Queries with Performance Gains
The following queries showed the most significant performance improvements after the configuration adjustments:
| Rank | TPC-DS Query | Performance Change (%) |
|---|---|---|
| 1 | q31-v2.4 | 10.9 |
| 2 | q34-v2.4 | 9.4 |
| 3 | q12-v2.4 | 5.8 |
| 4 | q23a-v2.4 | 5.1 |
| 5 | q98-v2.4 | 4.9 |
| 6 | q77-v2.4 | 4.7 |
| 7 | q41-v2.4 | 2.4 |
| 8 | q35-v2.4 | 2.3 |
| 9 | q69-v2.4 | 2.1 |
| 10 | q86-v2.4 | 1.9 |
Queries with Performance Regressions
Conversely, a substantial number of queries experienced performance degradation with these configuration changes:
| Rank | TPC-DS Query | Performance Change (%) |
|---|---|---|
| 1 | q13-v2.4 | -59.5 |
| 2 | q3-v2.4 | -56.7 |
| 3 | q9-v2.4 | -36.2 |
| 4 | q91-v2.4 | -22.7 |
| 5 | q11-v2.4 | -22.3 |
| 6 | q55-v2.4 | -20.0 |
| 7 | q42-v2.4 | -19.0 |
| 8 | q7-v2.4 | -17.7 |
| 9 | q28-v2.4 | -14.1 |
| 10 | q2-v2.4 | -11.1 |
Conclusion on Configuration Adjustments
Overall, the specific adjustments to CELEBORN_WORKER_MEMORY, CELEBORN_WORKER_OFFHEAP_MEMORY, and celeborn.worker.flusher.buffer.size did not lead to a net positive performance improvement for the TPC-DS 3TB benchmark. While a few queries showed minor gains, the majority experienced performance degradation, with some regressions being quite significant. This suggests that these particular optimizations, while potentially beneficial in other contexts, were not effective for this specific mixed workload and could even be detrimental. Further fine-tuning or a different approach to Celeborn configuration might be necessary to achieve overall positive results.
Overall Conclusion
This benchmark report aimed to evaluate the performance characteristics of Apache Celeborn with Apache Spark on a 3TB TPC-DS workload. The initial comparison against native Spark shuffle revealed that while Celeborn offers significant operational stability benefits (e.g., fault tolerance for large shuffle operations), it introduced an overall 16% performance regression for this mixed workload. Performance was highly query-dependent, with some queries improving modestly and others regressing severely.

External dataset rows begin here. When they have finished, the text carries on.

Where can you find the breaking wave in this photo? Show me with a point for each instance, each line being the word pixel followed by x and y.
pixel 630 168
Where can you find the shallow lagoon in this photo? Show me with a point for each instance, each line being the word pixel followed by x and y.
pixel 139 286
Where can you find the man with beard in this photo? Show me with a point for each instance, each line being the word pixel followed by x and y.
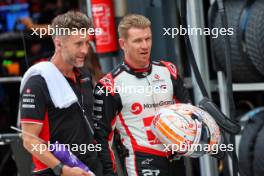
pixel 50 115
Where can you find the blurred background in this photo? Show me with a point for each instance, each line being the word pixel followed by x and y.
pixel 19 50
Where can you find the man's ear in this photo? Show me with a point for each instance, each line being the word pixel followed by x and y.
pixel 121 43
pixel 57 43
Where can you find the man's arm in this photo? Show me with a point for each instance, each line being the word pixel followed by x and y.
pixel 106 108
pixel 180 91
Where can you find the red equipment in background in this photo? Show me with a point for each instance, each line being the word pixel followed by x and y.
pixel 103 18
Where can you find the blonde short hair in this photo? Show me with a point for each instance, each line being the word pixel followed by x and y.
pixel 130 21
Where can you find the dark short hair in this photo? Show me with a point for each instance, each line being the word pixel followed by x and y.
pixel 71 20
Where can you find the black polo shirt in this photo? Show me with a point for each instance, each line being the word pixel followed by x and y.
pixel 66 125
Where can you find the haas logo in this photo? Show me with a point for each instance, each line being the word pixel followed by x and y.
pixel 136 108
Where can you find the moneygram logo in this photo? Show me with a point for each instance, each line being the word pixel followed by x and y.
pixel 136 108
pixel 161 103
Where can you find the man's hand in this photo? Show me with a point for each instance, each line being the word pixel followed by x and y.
pixel 74 171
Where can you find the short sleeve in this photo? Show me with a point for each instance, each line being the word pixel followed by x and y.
pixel 33 101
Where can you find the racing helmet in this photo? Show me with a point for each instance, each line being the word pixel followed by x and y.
pixel 187 130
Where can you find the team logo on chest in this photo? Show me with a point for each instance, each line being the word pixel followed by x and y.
pixel 136 108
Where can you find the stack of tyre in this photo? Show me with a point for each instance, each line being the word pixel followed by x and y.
pixel 251 155
pixel 246 17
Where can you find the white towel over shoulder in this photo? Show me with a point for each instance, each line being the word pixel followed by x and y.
pixel 60 91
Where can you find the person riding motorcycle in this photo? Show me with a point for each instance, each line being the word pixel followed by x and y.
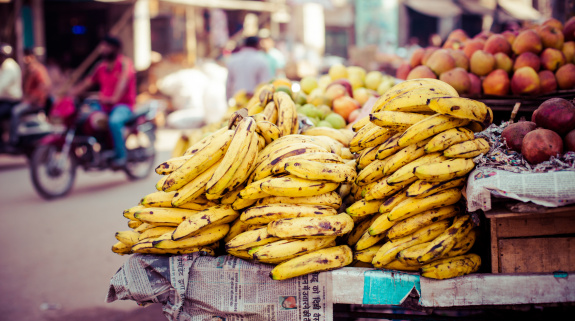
pixel 116 77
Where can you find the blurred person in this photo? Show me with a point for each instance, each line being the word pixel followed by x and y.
pixel 247 68
pixel 276 59
pixel 10 86
pixel 116 77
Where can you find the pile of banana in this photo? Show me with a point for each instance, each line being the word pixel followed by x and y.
pixel 415 151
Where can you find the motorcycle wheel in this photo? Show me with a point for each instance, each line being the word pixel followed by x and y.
pixel 49 178
pixel 141 155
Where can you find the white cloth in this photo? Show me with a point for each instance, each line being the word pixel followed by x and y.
pixel 246 69
pixel 10 80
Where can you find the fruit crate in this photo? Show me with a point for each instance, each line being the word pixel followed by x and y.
pixel 532 242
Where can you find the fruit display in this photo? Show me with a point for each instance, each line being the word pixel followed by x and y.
pixel 537 60
pixel 415 151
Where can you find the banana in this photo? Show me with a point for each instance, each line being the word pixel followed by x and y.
pixel 329 158
pixel 446 170
pixel 249 239
pixel 268 130
pixel 447 240
pixel 287 114
pixel 331 199
pixel 363 207
pixel 155 232
pixel 403 157
pixel 195 187
pixel 128 237
pixel 129 213
pixel 158 199
pixel 289 248
pixel 311 226
pixel 330 132
pixel 171 165
pixel 216 215
pixel 366 255
pixel 410 85
pixel 429 127
pixel 121 248
pixel 320 260
pixel 459 107
pixel 447 138
pixel 396 119
pixel 468 149
pixel 414 223
pixel 238 148
pixel 295 186
pixel 412 206
pixel 199 162
pixel 388 251
pixel 452 267
pixel 339 173
pixel 389 147
pixel 163 216
pixel 206 236
pixel 404 175
pixel 271 212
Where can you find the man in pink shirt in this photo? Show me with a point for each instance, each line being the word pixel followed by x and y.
pixel 116 78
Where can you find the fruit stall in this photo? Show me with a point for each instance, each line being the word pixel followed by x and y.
pixel 302 200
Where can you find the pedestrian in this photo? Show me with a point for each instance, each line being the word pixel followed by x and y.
pixel 247 69
pixel 116 77
pixel 10 86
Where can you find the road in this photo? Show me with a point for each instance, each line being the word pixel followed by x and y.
pixel 56 263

Furthermore, an investigation into specific Celeborn configuration adjustments (CELEBORN_WORKER_MEMORY, CELEBORN_WORKER_OFFHEAP_MEMORY, celeborn.worker.flusher.buffer.size) demonstrated that these optimizations did not yield a net positive performance gain. A majority of queries showed either negligible change or significant performance degradation, reinforcing the idea that generic tuning might not be universally effective.
In summary, Apache Celeborn is a strategic choice when operational stability, particularly for large and complex shuffle data, is paramount. However, for general analytical workloads, its deployment requires a careful evaluation of the performance overhead and associated infrastructure costs. Optimal performance tuning with Celeborn is highly dependent on workload characteristics and necessitates detailed, workload-specific analysis rather than relying on generalized configuration adjustments.